Structural lifetime assessment for the DEMO divertor targets: Design-by-analysis approach and outstanding issues

Abstract

• Critical modelling issues arising in the practice of the design-by-analysis approach are presented. • The impact of these issues on the structural lifetime assessment against major failure modes is studied. • The factors affecting the lifetime assessment and the resulting uncertainties are discussed. • The predictive capability of FEM-based simulation tools is demonstrated. Divertor targets of a nuclear fusion reactor are exposed to harsh loading environments comprising high heat flux, varying stresses and neutron irradiation. For a robust design, the structural integrity must be assured against complex failure modes for the envisaged operation scenarios in order to ensure the required lifetime.
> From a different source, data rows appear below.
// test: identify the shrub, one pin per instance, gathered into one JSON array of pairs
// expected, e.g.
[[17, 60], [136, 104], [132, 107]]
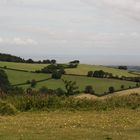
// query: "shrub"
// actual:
[[122, 86], [71, 88], [56, 75], [7, 108], [89, 89], [90, 74], [111, 89], [33, 83]]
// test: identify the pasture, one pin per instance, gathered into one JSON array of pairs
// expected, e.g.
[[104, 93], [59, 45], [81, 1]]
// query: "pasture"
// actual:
[[100, 85], [117, 124], [82, 69]]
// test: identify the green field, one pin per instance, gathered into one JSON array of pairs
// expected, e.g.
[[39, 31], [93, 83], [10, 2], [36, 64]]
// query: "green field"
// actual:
[[117, 124], [23, 66], [100, 85], [82, 69], [17, 77]]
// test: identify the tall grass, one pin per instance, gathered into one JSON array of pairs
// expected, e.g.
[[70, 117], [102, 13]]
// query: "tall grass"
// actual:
[[28, 103]]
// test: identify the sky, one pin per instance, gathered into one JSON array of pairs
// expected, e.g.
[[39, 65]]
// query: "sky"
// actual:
[[94, 31]]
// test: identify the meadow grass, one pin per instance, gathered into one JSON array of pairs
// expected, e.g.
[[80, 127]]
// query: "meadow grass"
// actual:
[[82, 69], [23, 66], [17, 77], [100, 85], [117, 124]]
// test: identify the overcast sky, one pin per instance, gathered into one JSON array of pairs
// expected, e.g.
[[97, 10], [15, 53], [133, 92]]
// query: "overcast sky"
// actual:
[[94, 31]]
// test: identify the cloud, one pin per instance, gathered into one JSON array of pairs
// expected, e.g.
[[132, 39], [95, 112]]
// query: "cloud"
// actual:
[[130, 8], [18, 41]]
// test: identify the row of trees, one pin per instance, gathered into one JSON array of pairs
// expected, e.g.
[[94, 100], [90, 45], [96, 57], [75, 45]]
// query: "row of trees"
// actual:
[[12, 58], [99, 74]]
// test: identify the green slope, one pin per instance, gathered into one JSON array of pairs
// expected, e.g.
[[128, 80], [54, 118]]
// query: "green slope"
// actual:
[[17, 77], [100, 85], [83, 69]]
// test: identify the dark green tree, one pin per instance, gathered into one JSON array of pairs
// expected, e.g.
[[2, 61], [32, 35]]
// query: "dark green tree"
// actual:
[[71, 88], [89, 89], [4, 82], [111, 89]]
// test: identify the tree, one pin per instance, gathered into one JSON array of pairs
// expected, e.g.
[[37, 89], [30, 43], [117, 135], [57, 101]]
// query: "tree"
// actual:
[[122, 67], [111, 89], [29, 61], [4, 82], [53, 61], [56, 74], [71, 88], [33, 83], [90, 74], [89, 89], [122, 86]]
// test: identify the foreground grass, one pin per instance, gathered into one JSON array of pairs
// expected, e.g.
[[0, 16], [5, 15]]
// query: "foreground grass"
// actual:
[[117, 124]]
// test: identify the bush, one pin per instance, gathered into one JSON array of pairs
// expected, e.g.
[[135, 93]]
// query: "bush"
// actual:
[[7, 108], [122, 86], [56, 75], [89, 89], [33, 83], [111, 89], [90, 74]]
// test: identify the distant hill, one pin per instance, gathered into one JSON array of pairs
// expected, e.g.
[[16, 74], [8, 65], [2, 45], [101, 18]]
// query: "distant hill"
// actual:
[[10, 58]]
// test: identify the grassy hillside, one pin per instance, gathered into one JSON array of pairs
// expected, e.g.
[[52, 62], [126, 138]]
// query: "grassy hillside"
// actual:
[[23, 66], [117, 124], [83, 69], [16, 77], [100, 85]]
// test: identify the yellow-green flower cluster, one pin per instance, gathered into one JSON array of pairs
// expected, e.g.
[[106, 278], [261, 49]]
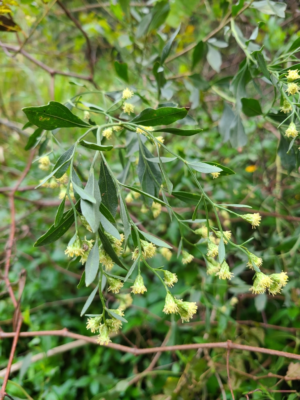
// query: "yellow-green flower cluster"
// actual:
[[138, 286], [185, 309], [253, 219], [224, 272], [278, 282], [254, 260]]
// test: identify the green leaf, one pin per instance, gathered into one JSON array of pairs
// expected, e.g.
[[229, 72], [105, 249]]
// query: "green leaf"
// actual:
[[89, 301], [166, 50], [124, 217], [156, 199], [95, 146], [154, 240], [180, 132], [122, 70], [83, 194], [62, 164], [32, 140], [221, 253], [294, 46], [109, 249], [225, 170], [162, 159], [108, 189], [251, 107], [161, 116], [214, 58], [187, 197], [60, 212], [91, 210], [92, 264], [132, 268], [198, 53], [204, 168], [52, 116], [55, 232]]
To this end, the lifetime against structural failure needs to be assessed by means of either experimental tests (design-by-experiment) or computational analyses (design-by-analysis). In the latter approach, the validity of the lifetime assessment is limited by the knowledge gaps on materials properties, assumptions made for analysis and the predictive capability of the simulation tools to capture potential failure features. Given that a full proper experimental verification under fusion-relevant loading conditions is virtually not possible, the design-by-analysis approach needs to be considered a complementary design methodology albeit open issues and limitations. In this article, selected critical issues arising in the practice of the design-by-analysis approach are discussed. Particularly, those modelling issues are highlighted which may have a substantial impact on the assessment of structural integrity and lifetime against major failure modes. The potential predictive capability of FEM-based simulation tools is demonstrated. The uncertainties being implicit in the lifetime estimation are illustrated in diverse case studies and the factors affecting estimates are discussed. Finally, outstanding modelling issues needing further clarification are addressed.